In their JAMA Internal Medicine editorial, Woloshin and Gill called on the Federation of State Medical Boards, a nonprofit organization representing medical and osteopathic boards in U.S. states and territories, to be proactive—perhaps by encouraging state boards to periodically conduct undercover spot checks of randomly selected telehealth sites.
Whether state medical boards are willing and able to provide that kind of oversight is another question. State boards have no jurisdiction over businesses, just individual practitioners, said Lisa Robin, chief advocacy officer at the FSMB. And in the absence of a complaint, state boards don’t audit practices, said Robin. “That’s just not how the system is set up in this country.”
That traditional regulatory model has started to fall apart when it comes to DTC platforms, said Mehrotra. The company, not individual providers, decides how to create questionnaires, screen patients, and advertise products, he said. So while it seems like the company should be regulated, said Mehrotra, “we don’t have a regulatory framework for that.”
However, Allensworth, the law professor, is leery of imposing extra regulations on DTC platforms. Putting special limitations on where and when doctors prescribe can limit access to care, she said. “We have such a terrible health care shortage in this country,” she said. “And I just think that’s almost always going to be the wrong way to respond to it.” Medical boards do have the authority to undertake robust investigations and discipline errant telehealth providers, she pointed out. Like Woloshin and Gill, she’d like to see a national effort for the boards to do so.
As for anything-goes advertising, Bitzer suggested in her analysis that, at the very least, Congress could update laws so that telehealth platforms are subject to the same regulations as drug companies marketing and promotion.

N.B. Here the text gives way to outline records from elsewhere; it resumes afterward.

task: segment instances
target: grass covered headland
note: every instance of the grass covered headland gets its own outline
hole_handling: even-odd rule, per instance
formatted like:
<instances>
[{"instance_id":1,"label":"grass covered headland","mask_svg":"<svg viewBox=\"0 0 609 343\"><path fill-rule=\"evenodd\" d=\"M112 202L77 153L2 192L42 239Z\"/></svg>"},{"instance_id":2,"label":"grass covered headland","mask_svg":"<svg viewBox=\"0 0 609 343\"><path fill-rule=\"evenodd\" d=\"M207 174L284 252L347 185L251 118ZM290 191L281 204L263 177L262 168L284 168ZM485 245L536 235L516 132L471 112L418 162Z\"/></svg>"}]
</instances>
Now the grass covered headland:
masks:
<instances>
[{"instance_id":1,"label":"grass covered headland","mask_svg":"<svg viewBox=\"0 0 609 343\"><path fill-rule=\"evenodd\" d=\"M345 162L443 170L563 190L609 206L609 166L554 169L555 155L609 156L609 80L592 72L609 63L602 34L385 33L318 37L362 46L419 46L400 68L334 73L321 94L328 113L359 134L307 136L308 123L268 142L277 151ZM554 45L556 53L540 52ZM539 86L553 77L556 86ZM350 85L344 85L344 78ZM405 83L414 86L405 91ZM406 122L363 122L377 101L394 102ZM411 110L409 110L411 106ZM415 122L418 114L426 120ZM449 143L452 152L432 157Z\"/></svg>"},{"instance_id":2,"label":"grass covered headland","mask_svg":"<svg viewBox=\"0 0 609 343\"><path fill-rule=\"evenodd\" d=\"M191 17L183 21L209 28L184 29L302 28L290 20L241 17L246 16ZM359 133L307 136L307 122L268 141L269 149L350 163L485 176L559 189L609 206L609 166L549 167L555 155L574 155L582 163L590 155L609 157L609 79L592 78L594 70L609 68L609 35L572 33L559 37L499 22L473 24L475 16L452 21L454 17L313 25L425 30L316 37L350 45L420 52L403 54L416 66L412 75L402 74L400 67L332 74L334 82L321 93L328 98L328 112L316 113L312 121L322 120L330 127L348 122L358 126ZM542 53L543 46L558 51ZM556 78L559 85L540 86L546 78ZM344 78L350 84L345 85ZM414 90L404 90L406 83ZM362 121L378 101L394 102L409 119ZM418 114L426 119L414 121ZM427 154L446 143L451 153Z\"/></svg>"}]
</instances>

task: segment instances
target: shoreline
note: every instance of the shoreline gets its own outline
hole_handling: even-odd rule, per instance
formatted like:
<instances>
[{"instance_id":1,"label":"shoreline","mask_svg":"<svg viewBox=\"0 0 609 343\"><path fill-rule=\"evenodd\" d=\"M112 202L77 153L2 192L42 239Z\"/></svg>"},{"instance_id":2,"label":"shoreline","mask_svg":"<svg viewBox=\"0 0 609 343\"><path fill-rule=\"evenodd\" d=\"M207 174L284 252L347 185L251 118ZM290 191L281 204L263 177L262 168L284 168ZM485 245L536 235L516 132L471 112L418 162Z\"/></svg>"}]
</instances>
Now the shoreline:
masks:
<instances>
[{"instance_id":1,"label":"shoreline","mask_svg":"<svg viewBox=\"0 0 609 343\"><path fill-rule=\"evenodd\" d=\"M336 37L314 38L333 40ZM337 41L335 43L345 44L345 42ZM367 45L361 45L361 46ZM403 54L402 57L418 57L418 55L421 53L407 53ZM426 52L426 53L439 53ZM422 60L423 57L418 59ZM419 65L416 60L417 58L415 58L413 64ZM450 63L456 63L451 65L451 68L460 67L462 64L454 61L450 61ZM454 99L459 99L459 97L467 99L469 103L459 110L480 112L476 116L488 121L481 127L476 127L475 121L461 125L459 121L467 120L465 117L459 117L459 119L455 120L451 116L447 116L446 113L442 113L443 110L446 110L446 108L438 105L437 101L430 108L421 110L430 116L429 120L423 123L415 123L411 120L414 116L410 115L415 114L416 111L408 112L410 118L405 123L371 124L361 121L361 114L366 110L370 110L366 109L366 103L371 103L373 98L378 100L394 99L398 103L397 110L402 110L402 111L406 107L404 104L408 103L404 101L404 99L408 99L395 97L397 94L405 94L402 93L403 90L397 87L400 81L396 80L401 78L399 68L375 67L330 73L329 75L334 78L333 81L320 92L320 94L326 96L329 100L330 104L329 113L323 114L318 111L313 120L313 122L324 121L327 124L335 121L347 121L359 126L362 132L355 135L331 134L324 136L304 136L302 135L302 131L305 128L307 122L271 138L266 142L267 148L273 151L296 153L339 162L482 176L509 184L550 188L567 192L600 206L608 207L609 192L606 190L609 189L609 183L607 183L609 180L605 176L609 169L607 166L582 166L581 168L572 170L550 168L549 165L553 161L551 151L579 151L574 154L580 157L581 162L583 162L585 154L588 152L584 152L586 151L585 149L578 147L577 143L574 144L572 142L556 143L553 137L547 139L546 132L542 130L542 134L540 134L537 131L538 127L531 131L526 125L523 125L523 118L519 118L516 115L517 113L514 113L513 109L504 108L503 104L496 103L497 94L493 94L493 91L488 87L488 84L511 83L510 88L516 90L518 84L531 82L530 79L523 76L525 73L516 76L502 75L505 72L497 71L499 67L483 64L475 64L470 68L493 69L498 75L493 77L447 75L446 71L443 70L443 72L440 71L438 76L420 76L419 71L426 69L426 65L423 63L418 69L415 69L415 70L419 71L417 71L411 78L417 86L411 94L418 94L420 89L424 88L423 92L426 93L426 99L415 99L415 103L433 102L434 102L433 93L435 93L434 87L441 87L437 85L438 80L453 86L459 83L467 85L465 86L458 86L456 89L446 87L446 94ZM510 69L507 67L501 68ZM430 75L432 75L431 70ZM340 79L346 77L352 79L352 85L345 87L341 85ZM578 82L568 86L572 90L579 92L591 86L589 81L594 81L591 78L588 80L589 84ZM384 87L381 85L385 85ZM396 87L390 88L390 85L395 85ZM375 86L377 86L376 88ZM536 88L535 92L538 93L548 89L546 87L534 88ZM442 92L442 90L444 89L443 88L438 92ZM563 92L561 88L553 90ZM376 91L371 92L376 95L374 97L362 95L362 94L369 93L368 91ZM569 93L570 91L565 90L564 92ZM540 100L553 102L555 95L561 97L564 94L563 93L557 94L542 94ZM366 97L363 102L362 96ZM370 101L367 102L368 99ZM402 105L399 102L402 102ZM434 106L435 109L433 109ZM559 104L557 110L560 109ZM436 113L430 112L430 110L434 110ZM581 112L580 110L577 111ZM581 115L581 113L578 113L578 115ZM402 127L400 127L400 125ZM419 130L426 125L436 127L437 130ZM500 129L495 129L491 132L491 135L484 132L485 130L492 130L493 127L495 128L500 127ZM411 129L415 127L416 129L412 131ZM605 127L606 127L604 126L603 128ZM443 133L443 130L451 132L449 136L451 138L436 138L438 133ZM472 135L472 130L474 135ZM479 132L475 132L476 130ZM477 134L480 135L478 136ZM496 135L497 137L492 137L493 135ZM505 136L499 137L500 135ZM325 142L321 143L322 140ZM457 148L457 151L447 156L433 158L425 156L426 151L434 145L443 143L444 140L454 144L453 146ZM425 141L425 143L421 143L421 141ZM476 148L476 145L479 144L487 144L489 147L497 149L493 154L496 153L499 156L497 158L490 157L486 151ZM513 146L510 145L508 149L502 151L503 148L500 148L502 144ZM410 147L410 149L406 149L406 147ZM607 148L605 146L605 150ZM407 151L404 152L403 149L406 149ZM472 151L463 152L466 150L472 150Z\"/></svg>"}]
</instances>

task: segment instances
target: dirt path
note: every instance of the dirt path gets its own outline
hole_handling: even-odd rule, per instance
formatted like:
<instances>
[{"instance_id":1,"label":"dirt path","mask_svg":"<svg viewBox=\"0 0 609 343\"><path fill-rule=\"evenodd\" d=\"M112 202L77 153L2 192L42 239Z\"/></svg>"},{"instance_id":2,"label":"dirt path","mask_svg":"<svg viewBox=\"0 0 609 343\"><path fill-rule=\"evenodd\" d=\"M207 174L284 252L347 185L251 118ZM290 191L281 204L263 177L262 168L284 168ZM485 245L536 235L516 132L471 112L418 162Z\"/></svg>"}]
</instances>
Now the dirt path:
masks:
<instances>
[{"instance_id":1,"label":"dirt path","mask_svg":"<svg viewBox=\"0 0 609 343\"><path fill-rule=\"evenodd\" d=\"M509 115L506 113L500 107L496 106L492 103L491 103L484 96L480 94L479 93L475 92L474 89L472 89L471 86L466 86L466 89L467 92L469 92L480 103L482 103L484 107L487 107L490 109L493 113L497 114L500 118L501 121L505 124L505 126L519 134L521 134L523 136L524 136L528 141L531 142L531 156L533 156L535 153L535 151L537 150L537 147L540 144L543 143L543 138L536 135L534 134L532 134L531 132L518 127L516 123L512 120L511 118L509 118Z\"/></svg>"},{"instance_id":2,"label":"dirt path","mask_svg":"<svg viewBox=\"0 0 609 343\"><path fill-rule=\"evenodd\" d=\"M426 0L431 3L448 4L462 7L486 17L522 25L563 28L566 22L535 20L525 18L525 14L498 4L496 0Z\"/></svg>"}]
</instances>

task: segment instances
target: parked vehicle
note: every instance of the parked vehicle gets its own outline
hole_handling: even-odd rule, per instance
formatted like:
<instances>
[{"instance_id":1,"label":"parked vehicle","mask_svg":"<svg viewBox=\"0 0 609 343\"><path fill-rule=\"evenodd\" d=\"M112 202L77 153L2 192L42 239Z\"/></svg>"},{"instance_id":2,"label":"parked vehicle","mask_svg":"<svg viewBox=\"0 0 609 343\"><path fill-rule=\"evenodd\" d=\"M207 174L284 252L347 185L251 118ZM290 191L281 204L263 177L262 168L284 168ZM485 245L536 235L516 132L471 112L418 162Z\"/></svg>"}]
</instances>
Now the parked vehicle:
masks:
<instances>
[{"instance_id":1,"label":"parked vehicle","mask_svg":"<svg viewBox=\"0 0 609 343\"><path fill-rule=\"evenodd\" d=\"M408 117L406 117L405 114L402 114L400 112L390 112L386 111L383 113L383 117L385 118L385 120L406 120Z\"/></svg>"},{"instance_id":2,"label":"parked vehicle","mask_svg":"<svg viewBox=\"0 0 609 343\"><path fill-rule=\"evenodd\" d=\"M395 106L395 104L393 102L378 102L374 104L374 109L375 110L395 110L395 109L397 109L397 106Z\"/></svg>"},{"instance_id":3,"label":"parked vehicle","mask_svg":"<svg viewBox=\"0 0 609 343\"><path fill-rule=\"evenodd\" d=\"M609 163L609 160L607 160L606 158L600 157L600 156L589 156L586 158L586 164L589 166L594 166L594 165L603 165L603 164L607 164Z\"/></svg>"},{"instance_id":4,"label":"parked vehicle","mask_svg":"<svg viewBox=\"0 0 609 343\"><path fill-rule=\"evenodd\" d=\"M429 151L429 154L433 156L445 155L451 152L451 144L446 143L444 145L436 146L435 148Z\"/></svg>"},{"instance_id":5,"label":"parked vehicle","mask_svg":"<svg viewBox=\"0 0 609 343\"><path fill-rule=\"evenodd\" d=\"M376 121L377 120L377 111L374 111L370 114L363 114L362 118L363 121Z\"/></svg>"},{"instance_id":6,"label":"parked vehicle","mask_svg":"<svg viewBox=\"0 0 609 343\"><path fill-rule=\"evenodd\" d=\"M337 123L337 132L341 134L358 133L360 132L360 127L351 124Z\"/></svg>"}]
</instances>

In the near term, the FDA seems unlikely to take action. Spokesperson Charlie Kohler said that the agency doesn’t comment on future potential regulatory activity, but telehealth is not listed on any of the FDA’s agendas for this year.
In the meantime, as a minimal check on who is treating them, prospective customers can look up their provider’s credentials and disciplinary record on the FSMB-run website DocInfo.org.
Patients need to be cautious, said Woloshin. “Until someone starts regulating this more carefully,” he added, “there’s a potential for harm.”